*Continued from Part 1 of Why Voluntourism, [in case you misunderstood “Pt. 2” of the title :)].
A small piece of my heart broke off because, of course, I wanted to smuggle my little orphan Annie into the bus and then the ship and then into my house in NJ. Impossible dreams, yet still dreams. I fell in love with this little darling and she somehow put an “i-love-all-children” spell on me.
Voluntourism is lending your time to someone or something other than yourself…that’s all it is. Money alone doesn’t cut it; time, understanding, tolerance, and effort are what counts here. After getting my fair share of the youthz, in the following days I would climb Table Mountain, take a tour of the new World Cup Stadium, and give more hours to service by way of Habitat for Humanity.
My group was fifth in that week to attend to a four room, concrete brick home that was to be built for a deaf family of four in an extremely dilapidated and AIDs ridden township. Townships are different from average South African towns because they’re primarily impoverished, socioeconomically abysmal, and AIDS/HIV is rampant. Mostly, Bantu (Black) families live in these unfortunate slums.
I had previously done little manual labor when volunteering, but I’d heard a lot of great things about H4H and I wanted to at least experience this. Being the finishing team for this house was righteous because we watched the family as they walked around their first ever home, with tears in their eyes speaking in sign language about how much this meant to them (we later learned). I really wanted to help paint and build, but…

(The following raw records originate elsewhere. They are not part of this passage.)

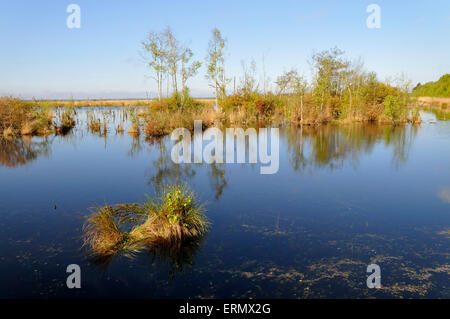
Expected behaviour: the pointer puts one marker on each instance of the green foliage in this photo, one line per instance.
(440, 88)
(394, 107)
(173, 218)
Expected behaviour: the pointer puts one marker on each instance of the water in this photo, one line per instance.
(345, 197)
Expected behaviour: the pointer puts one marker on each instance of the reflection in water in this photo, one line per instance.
(331, 146)
(20, 151)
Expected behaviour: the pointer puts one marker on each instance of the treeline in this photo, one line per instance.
(440, 88)
(338, 88)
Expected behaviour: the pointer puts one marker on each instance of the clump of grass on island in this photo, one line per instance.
(174, 218)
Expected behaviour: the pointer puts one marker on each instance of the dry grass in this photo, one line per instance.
(171, 220)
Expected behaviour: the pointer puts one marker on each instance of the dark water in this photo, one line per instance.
(344, 197)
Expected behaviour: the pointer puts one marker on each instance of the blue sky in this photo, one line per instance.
(40, 57)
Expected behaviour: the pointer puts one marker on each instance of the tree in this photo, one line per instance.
(286, 82)
(249, 83)
(328, 66)
(300, 87)
(215, 64)
(188, 69)
(173, 56)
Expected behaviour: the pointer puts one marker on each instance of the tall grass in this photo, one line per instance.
(174, 218)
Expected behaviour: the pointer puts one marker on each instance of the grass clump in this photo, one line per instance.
(175, 216)
(172, 220)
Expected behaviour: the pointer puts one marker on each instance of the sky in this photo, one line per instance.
(40, 57)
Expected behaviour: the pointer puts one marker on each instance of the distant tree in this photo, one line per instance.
(249, 83)
(286, 82)
(155, 57)
(328, 66)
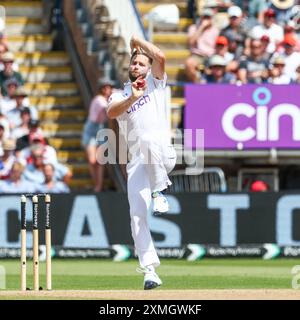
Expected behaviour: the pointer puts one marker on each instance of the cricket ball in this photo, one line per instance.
(141, 83)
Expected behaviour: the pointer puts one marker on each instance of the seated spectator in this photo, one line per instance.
(254, 68)
(24, 128)
(8, 102)
(290, 32)
(234, 30)
(8, 72)
(218, 7)
(283, 10)
(217, 72)
(221, 49)
(269, 28)
(265, 40)
(7, 159)
(276, 75)
(5, 127)
(14, 115)
(16, 183)
(3, 50)
(255, 10)
(51, 185)
(291, 57)
(3, 43)
(24, 141)
(235, 47)
(201, 38)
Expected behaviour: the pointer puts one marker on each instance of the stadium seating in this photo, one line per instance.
(50, 84)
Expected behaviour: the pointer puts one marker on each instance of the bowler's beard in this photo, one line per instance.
(133, 78)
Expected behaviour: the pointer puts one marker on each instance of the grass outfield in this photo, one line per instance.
(175, 274)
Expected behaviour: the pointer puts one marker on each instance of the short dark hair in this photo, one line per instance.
(135, 53)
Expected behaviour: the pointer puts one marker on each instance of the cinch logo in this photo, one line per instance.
(139, 103)
(267, 120)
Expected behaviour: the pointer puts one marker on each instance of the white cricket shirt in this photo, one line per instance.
(148, 115)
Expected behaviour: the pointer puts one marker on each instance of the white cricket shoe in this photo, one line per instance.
(160, 203)
(151, 279)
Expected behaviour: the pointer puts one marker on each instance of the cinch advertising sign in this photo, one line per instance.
(244, 117)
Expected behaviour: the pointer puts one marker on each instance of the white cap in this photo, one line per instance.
(234, 11)
(216, 60)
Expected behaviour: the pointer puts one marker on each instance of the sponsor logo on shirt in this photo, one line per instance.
(136, 106)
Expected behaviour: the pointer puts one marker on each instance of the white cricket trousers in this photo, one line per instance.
(140, 177)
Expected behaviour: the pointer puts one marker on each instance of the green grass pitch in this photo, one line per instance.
(176, 274)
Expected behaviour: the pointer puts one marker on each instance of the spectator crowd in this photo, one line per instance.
(242, 42)
(28, 163)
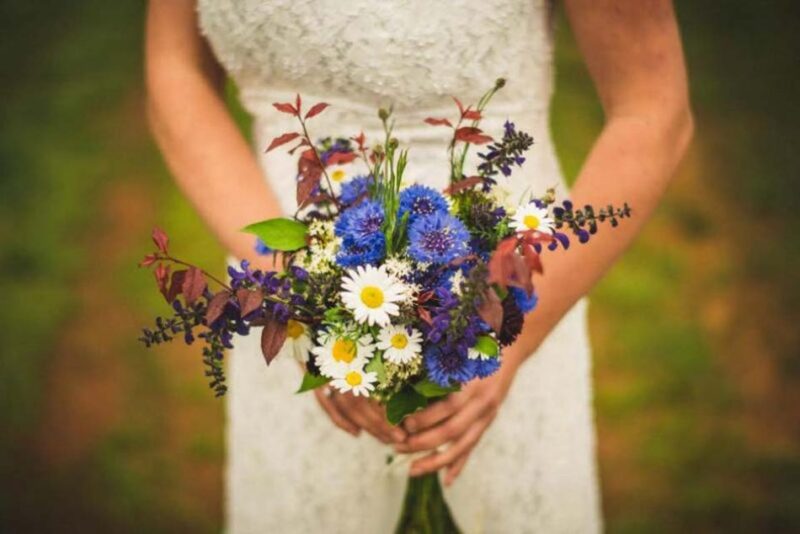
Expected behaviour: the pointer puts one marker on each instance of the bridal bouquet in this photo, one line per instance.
(386, 289)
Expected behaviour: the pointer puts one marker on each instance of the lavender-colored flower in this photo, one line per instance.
(438, 238)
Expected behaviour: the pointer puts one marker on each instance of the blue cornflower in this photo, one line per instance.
(524, 301)
(371, 249)
(419, 200)
(438, 238)
(355, 188)
(447, 367)
(360, 223)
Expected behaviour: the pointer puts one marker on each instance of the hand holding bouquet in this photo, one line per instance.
(389, 290)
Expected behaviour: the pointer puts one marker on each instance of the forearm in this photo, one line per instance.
(632, 161)
(209, 158)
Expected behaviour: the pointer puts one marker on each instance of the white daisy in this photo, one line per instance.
(298, 340)
(372, 294)
(355, 381)
(532, 217)
(338, 175)
(399, 344)
(337, 353)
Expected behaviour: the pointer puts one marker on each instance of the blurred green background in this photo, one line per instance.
(696, 330)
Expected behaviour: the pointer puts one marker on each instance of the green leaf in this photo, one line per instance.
(431, 390)
(280, 233)
(403, 403)
(312, 382)
(376, 366)
(487, 345)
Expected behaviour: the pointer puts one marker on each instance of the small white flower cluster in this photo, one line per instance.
(374, 297)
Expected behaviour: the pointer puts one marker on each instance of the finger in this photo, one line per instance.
(449, 430)
(435, 413)
(455, 468)
(353, 410)
(336, 416)
(437, 460)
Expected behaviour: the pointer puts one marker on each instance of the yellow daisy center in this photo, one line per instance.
(531, 221)
(353, 378)
(294, 329)
(399, 340)
(372, 297)
(344, 350)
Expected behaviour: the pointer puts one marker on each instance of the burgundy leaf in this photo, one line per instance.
(161, 272)
(491, 310)
(282, 140)
(272, 338)
(438, 122)
(339, 158)
(194, 284)
(148, 260)
(160, 239)
(472, 115)
(286, 108)
(249, 300)
(176, 285)
(461, 185)
(217, 305)
(316, 109)
(471, 134)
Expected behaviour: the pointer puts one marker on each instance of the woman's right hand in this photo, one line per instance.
(353, 414)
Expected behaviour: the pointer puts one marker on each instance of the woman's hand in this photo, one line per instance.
(458, 421)
(352, 414)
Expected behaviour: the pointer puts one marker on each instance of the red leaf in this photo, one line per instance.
(461, 185)
(491, 310)
(194, 283)
(217, 305)
(148, 260)
(249, 300)
(438, 122)
(160, 239)
(176, 285)
(424, 314)
(310, 172)
(161, 272)
(460, 106)
(471, 134)
(272, 338)
(286, 108)
(472, 115)
(340, 158)
(316, 109)
(282, 140)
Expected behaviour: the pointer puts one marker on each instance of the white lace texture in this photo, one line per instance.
(289, 468)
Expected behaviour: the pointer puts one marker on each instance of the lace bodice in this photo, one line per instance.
(412, 53)
(289, 469)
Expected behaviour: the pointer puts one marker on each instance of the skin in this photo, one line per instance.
(633, 51)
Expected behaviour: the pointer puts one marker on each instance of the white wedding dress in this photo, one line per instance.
(289, 469)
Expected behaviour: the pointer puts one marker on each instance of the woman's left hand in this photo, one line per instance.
(458, 422)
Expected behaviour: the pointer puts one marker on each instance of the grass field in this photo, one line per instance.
(696, 366)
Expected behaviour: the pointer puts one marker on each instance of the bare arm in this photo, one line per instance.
(213, 164)
(633, 51)
(211, 161)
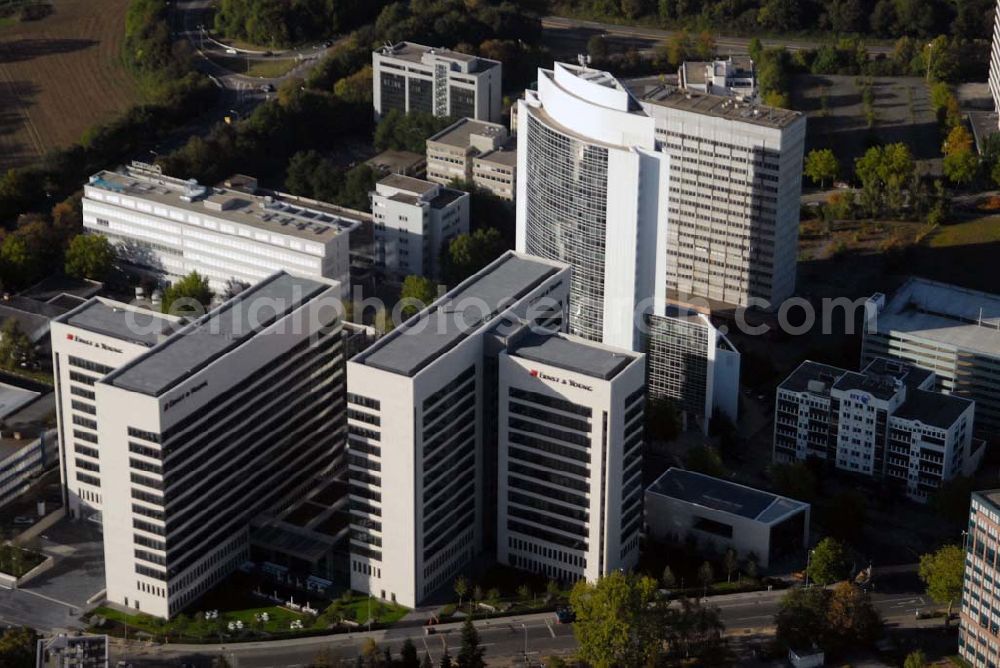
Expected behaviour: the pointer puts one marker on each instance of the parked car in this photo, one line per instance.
(565, 615)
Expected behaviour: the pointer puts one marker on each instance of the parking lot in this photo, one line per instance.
(54, 599)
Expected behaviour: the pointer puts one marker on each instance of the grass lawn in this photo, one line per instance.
(977, 231)
(269, 69)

All the city kids were running around the compound trying to see the Americans. They caused a serious nuisance, but nobody wanted to tell them to leave! As you can imagine, I ended up entertaining the kids for the majority of the time (or the whole time). I kept them away from the site, sometimes they helped me paint single wooden boards, but otherwise we got to know each other through universal hand gestures and laughter. They spoke a dialect of Afrikkaans, including clicking, that I essentially gave up pretending to figure out.
Ghana opened me up to voluntourism and I loved every moment of it. Life is what you make it — I hope it’s worth something!